Генка испуганно обернулся и увидел Ворону-старшую, Маринкину мамку. Та опрыскивала смородину от вредителей. За спиной ее висел на лямках баллон с ядохимикатом, в руке – штырь опрыскивателя с загнутым концом. На глазах были круглые очки в резиновой оправе, делающие Ворону еще более страшной.
Генка смотрел на нее и пятился.
– Ты… куда? – возмущенно повторила Ворона.
Вместо ответа Генка повернулся и побежал. Ворона успела огреть его штырем по спине, и хуже того – крюк зацепил резинку трусов. Генка рванулся, понял, что произошло, подхватил трусы одной рукой и, теряя галоши, выбежал на улицу.
День был воскресный, теплый, и потому на улице было много праздного люда. Погоню наблюдали все, разделившись в своем участливом наблюдении: женщины болели за Генку, а мужики, странное дело, поддерживали Ворону.
Вороне мешал баллон за спиной, она боялась бросить его на дороге. Генка же не мог бросить трусы, поэтому довольно долго Ворона почти настигала беглеца и еще пару раз огрела его по спине железным штырем. И все же молодость взяла свое, и Генка стал отрываться и уходить вперед, и обессиленная Ворона остановилась, а Генка все бежал, бежал, и начинало казаться, что он не остановится уже никогда…
Иван шел по улице Ленина и с трудом узнавал ее – так она была принаряжена: флаги, плакаты, разноцветные воздушные шары. В нескольких местах одновременно играли духовые оркестры и гудели дюралевые репродукторы на столбах. Люди, что тянулись сплошным потоком к площади Ленина: дети, женщины, мужчины и снова дети, – тоже были нарядны и праздничны. Впрочем, и Иван был наряден – в светлом модном костюме и белой сорочке с галстуком, хотя, похоже, он не ожидал оказаться на празднике города Васильево Поле. На него оглядывались, выделяя не своего, иностранца.

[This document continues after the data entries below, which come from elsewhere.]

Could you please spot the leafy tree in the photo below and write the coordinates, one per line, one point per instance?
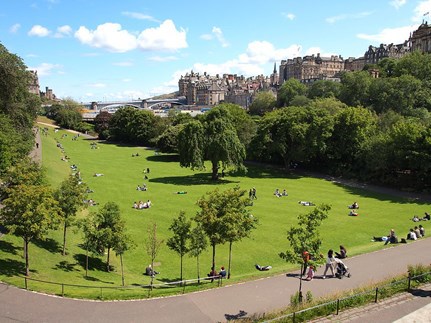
(123, 244)
(101, 124)
(110, 227)
(263, 102)
(198, 243)
(305, 236)
(152, 245)
(70, 196)
(291, 88)
(214, 139)
(238, 220)
(167, 142)
(180, 228)
(29, 212)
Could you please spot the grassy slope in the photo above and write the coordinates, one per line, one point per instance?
(122, 173)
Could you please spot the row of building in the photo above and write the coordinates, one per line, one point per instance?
(206, 90)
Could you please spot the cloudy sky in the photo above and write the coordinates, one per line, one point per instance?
(100, 50)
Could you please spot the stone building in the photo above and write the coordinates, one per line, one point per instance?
(420, 39)
(34, 83)
(206, 90)
(310, 68)
(374, 54)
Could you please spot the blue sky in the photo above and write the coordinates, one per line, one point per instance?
(100, 50)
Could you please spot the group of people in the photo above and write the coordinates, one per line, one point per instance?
(277, 193)
(142, 205)
(426, 217)
(213, 274)
(333, 263)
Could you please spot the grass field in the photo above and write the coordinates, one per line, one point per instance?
(122, 173)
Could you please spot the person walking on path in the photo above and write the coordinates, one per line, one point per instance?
(330, 261)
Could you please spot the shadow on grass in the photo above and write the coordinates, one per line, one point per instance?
(196, 179)
(10, 267)
(8, 247)
(94, 263)
(65, 266)
(48, 244)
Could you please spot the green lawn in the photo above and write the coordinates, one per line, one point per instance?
(122, 173)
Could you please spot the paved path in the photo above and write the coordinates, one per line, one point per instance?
(217, 305)
(222, 304)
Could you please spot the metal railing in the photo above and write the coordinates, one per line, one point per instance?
(335, 306)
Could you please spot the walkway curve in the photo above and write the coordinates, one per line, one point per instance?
(216, 305)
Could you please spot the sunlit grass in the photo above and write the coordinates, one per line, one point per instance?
(122, 173)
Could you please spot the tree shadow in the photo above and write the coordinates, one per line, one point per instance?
(239, 315)
(421, 293)
(94, 263)
(165, 158)
(48, 244)
(65, 266)
(196, 179)
(8, 247)
(10, 267)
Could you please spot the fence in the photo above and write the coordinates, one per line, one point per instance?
(150, 290)
(335, 306)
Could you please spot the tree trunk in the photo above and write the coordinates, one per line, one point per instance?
(27, 266)
(122, 270)
(213, 265)
(86, 262)
(181, 265)
(107, 260)
(230, 260)
(64, 238)
(215, 171)
(197, 264)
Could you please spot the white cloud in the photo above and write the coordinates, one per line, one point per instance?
(63, 31)
(39, 31)
(109, 36)
(97, 85)
(390, 35)
(163, 59)
(398, 3)
(289, 16)
(219, 35)
(165, 37)
(334, 19)
(138, 15)
(422, 10)
(14, 28)
(123, 64)
(45, 69)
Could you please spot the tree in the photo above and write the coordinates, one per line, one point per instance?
(263, 102)
(198, 243)
(152, 245)
(29, 212)
(70, 196)
(291, 88)
(305, 237)
(214, 139)
(238, 220)
(110, 227)
(180, 228)
(123, 244)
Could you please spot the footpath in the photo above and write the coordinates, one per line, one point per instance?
(240, 300)
(225, 303)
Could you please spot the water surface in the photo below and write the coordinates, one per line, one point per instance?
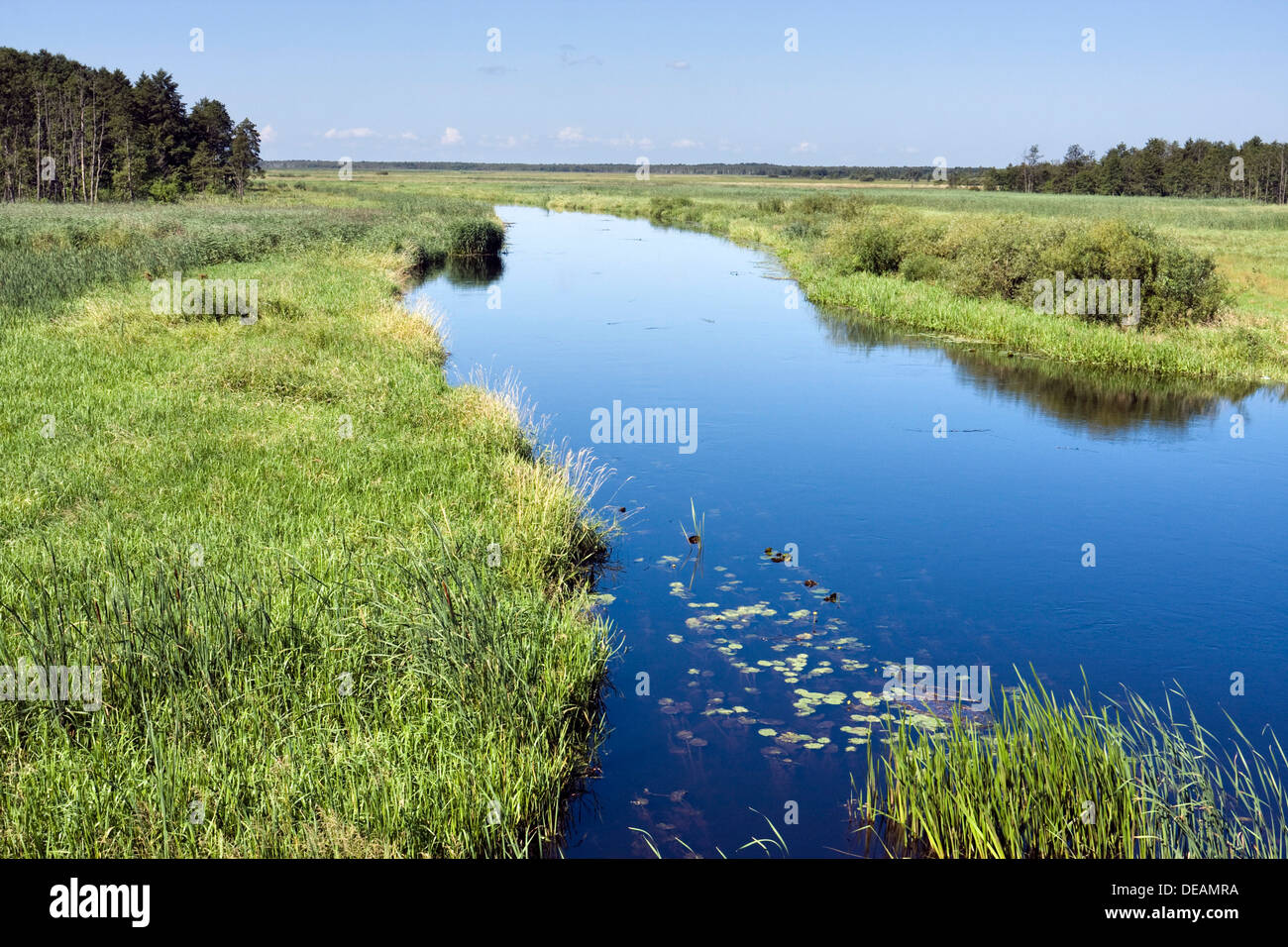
(815, 431)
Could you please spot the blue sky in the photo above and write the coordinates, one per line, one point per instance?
(871, 84)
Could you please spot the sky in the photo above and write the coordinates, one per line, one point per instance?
(868, 82)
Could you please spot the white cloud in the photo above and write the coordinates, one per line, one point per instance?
(503, 141)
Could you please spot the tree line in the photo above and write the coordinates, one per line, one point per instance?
(73, 133)
(758, 169)
(1256, 170)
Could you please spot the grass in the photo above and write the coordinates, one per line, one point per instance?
(274, 539)
(1051, 779)
(342, 608)
(1245, 343)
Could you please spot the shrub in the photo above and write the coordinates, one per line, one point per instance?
(815, 204)
(802, 230)
(997, 256)
(668, 210)
(921, 266)
(870, 241)
(476, 237)
(1188, 287)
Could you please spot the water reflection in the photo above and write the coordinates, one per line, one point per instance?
(1096, 401)
(468, 270)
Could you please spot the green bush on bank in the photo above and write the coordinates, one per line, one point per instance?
(476, 237)
(1008, 254)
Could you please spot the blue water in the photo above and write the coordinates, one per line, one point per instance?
(964, 549)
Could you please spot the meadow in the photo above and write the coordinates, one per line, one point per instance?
(342, 607)
(809, 227)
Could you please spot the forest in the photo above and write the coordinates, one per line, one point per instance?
(1199, 167)
(73, 133)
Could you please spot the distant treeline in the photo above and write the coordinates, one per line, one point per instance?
(1160, 169)
(1256, 169)
(750, 169)
(73, 133)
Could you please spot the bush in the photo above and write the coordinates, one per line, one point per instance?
(999, 256)
(921, 266)
(1188, 287)
(666, 210)
(477, 237)
(815, 204)
(870, 243)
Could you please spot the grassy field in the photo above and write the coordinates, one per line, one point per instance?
(800, 222)
(277, 543)
(343, 608)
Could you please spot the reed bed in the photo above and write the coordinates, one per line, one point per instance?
(1076, 779)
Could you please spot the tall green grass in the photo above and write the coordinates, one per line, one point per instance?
(1051, 779)
(277, 540)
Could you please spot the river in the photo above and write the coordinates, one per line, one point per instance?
(952, 497)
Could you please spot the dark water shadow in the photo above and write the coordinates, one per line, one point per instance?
(467, 270)
(1081, 397)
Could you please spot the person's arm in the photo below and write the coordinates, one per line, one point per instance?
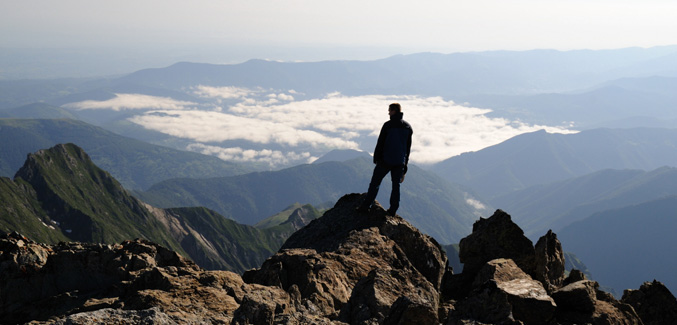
(406, 159)
(380, 143)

В одной руке Иван держал роскошный и тоже не здешний букет роз, в другой – целлофановый пакет из «Березки». Люди улыбались, и Иван улыбался. В этот день всем было хорошо.
Чуть в стороне двигалась строем рота солдат, ведомая неохватно толстым прапорщиком.
– Курицын! – крикнул Иван и заторопился к солдатам.
Последний солдатик, самый плохонький, маленький, но с неожиданно неглупыми глазами, удивленно смотрел на незнакомца. Иван выхватил из пакета два блока сигарет «Винстон» и протянул их солдату:
– Возьми. Это тебе. С праздником. – Иван улыбался.
– Ты чего, дядь, крэзи? – недоверчиво спросил солдат.
– Крэзи, да, крэзи, – обрадованно закивал Иван.
– Курицын! Разговорчики в строю! – кричал впереди прапорщик.
Солдат улыбнулся:
– Ну, если крэзи… – схватил сигареты и побежал догонять строй.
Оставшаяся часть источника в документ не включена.